The pounding headache, exhaustion and sickness the morning after a night of drinking and carousing signify a hangover. One may also feel depressed, anxious, irritable, experience muscle and joint pains and become sensitive to light.

Hangovers are no fun and may even last couple of days. They usually begin within several hours of the last drink, when blood alcohol level is dropping. Symptoms normally peak about the time alcohol level reaches zero, and may continue for an entire day.

Alcohol may cause:

# Dehydration leading to headache, dry mouth and electrolyte imbalance.


# Irritation of the stomach and intestines, contributing to pain and nausea.

# Hypoglycemia (fall in blood sugar levels) leading to lethargy and lack of energy, which could be serious for diabetics.

# Disturbed sleep patterns and biological rhythms contributing to fatigue.

# Irregular heart-beats (arrhythmia).

Factors that can worsen hangover:

# Congeners (toxic chemicals formed during fermentation) in most alcoholic beverages are widely responsible for headaches and vicious hangovers. For example, congener methanol.

# Use of drugs, especially nicotine through cigarette smoking.

# Personality traits such as neuroticism.

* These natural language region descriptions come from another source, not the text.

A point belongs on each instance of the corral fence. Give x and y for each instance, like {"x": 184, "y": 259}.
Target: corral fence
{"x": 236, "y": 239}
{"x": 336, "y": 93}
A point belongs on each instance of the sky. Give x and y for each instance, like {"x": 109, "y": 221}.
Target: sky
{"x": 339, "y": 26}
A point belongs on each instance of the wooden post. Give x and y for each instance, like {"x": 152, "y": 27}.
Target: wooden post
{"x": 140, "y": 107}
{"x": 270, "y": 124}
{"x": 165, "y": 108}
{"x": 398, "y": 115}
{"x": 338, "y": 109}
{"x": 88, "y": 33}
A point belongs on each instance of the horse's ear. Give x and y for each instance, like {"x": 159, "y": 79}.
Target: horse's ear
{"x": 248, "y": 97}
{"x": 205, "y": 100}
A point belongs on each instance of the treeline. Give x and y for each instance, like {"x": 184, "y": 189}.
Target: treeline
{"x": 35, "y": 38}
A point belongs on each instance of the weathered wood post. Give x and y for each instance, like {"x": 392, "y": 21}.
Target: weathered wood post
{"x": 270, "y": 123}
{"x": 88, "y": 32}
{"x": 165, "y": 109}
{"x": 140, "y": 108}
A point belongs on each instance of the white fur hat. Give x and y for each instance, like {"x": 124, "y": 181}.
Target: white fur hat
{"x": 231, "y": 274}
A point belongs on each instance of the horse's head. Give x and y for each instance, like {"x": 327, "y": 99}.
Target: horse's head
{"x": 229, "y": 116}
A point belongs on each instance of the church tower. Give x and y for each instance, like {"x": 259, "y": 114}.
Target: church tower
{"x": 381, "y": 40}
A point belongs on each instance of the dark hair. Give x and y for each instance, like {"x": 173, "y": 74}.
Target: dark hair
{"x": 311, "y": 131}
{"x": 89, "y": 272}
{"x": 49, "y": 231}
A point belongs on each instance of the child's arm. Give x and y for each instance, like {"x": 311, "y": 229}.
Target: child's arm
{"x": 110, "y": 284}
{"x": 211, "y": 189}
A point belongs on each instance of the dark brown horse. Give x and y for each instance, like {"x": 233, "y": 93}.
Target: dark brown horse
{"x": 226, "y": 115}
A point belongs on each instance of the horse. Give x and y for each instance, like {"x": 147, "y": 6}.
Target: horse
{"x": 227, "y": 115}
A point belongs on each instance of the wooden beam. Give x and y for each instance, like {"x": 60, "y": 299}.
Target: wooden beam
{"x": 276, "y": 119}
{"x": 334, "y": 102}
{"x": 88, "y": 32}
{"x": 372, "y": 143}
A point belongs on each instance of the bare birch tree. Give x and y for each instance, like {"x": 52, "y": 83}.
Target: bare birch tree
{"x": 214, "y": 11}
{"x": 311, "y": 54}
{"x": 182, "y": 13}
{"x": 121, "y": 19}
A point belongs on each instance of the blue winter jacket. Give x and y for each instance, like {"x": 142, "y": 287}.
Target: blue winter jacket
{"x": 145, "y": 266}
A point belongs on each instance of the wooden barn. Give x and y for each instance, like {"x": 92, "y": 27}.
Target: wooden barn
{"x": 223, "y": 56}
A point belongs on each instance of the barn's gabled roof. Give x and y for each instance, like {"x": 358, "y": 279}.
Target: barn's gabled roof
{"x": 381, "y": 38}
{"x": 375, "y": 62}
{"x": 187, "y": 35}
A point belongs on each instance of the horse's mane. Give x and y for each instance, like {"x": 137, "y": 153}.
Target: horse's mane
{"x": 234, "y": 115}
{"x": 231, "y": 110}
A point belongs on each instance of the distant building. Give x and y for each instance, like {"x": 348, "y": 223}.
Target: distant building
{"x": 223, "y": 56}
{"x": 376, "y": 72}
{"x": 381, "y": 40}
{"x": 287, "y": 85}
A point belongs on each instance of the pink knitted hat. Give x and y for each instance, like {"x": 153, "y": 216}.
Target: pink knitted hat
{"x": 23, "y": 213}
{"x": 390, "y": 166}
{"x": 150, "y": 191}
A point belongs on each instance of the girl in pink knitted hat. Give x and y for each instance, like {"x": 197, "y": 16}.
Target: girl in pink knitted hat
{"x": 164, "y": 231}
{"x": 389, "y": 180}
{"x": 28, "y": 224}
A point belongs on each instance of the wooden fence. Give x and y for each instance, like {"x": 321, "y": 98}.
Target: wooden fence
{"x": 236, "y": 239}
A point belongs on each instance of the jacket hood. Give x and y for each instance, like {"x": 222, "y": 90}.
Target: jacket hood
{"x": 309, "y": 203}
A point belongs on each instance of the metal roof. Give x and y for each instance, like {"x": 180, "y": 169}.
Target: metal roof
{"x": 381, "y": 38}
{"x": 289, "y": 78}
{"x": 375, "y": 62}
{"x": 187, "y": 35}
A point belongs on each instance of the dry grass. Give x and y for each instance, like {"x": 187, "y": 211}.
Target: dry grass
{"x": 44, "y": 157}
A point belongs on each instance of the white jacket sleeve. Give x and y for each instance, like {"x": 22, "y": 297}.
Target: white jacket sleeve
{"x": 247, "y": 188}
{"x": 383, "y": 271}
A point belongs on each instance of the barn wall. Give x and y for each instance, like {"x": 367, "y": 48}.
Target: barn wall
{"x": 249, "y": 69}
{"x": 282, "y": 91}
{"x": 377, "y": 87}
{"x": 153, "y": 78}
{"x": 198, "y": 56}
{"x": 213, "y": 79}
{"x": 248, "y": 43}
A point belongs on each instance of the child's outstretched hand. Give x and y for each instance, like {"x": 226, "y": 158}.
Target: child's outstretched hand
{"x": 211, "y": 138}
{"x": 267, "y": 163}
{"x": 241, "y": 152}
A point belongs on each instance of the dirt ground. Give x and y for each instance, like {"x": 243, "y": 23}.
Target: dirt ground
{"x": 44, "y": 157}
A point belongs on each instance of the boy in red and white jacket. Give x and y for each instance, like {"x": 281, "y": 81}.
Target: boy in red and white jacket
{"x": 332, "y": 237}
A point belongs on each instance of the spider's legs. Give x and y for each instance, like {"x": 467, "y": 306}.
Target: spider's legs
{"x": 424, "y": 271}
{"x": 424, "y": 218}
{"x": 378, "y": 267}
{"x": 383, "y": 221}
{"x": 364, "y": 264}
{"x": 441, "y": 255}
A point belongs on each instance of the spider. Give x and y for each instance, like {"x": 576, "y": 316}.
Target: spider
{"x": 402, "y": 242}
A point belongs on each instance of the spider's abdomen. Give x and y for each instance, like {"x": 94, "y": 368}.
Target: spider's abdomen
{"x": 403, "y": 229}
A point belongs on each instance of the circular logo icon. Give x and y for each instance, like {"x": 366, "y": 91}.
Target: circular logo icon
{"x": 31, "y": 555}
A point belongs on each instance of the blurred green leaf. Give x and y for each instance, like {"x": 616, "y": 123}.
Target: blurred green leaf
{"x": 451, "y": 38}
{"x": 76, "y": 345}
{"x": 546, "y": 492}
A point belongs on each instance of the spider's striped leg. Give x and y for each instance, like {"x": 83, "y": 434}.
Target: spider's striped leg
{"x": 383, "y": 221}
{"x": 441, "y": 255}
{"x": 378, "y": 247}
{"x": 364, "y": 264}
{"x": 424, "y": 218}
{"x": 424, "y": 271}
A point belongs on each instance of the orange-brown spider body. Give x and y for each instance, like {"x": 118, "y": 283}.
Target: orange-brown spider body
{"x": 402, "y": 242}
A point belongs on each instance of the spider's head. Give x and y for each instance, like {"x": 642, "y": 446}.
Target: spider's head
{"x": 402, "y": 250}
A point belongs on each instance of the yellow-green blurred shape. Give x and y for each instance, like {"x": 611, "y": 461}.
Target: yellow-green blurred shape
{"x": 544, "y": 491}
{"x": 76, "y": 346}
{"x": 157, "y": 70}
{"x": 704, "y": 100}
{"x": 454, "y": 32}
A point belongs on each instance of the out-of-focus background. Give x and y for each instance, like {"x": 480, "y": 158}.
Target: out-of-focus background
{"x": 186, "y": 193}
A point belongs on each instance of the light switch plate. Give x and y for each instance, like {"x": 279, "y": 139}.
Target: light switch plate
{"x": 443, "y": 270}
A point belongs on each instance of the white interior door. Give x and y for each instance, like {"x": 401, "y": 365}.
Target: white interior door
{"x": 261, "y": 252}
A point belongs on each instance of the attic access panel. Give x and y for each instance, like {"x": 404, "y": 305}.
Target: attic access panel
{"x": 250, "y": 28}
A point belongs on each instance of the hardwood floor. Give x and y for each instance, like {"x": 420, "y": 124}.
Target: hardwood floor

# Negative life events and feelings of guilt.

Research shows that gin and vodka, beverages that contain less of the biologically active compounds cause fewer headaches. Contrary to popular opinion, combination of different alcoholic beverages is unlikely to cause hangover except if you have consumed too much.

Handling the hangover?

# Drink plenty of water before going to bed. Fresh lime water, juices, coconut water, plain sodas can also be beneficial.

# Taking vitamin B6 or an extract from optunia ficus indica (a prickly pear cactus) before drinking may reduce the severity of hangover. A simple B vitamin supplement would do.

# Eating bland food that contain complex carbohydrates, such as toast and crackers, can combat low blood sugar and possibly nausea.

# Adequate rest and sleep can ease fatigue.

# Drinking non-alcoholic, non-caffeinated beverages can alleviate depression. Contrary to popular belief caffeine can worsen symptom as it is a diuretic and increases urine production.

# Certain medications can also relieve some symptoms. Antacids, for example, may relieve nausea and stomach pains.

Key recommendations:

# Those who choose to drink alcoholic beverages should do so sensibly and in moderation – defined as the consumption of up to one drink per day for women and up to two drinks per day for men.

# Alcoholic beverages should not be consumed by some individuals, including those who cannot restrict their alcohol intake, women of childbearing age who may become pregnant, pregnant and lactating women, children and adolescents, individuals taking medications that can interact with alcohol, and those with specific medical conditions.

# Alcoholic beverages should be avoided by individuals engaging in activities that require attention, skill, or coordination, such as driving or operating machinery.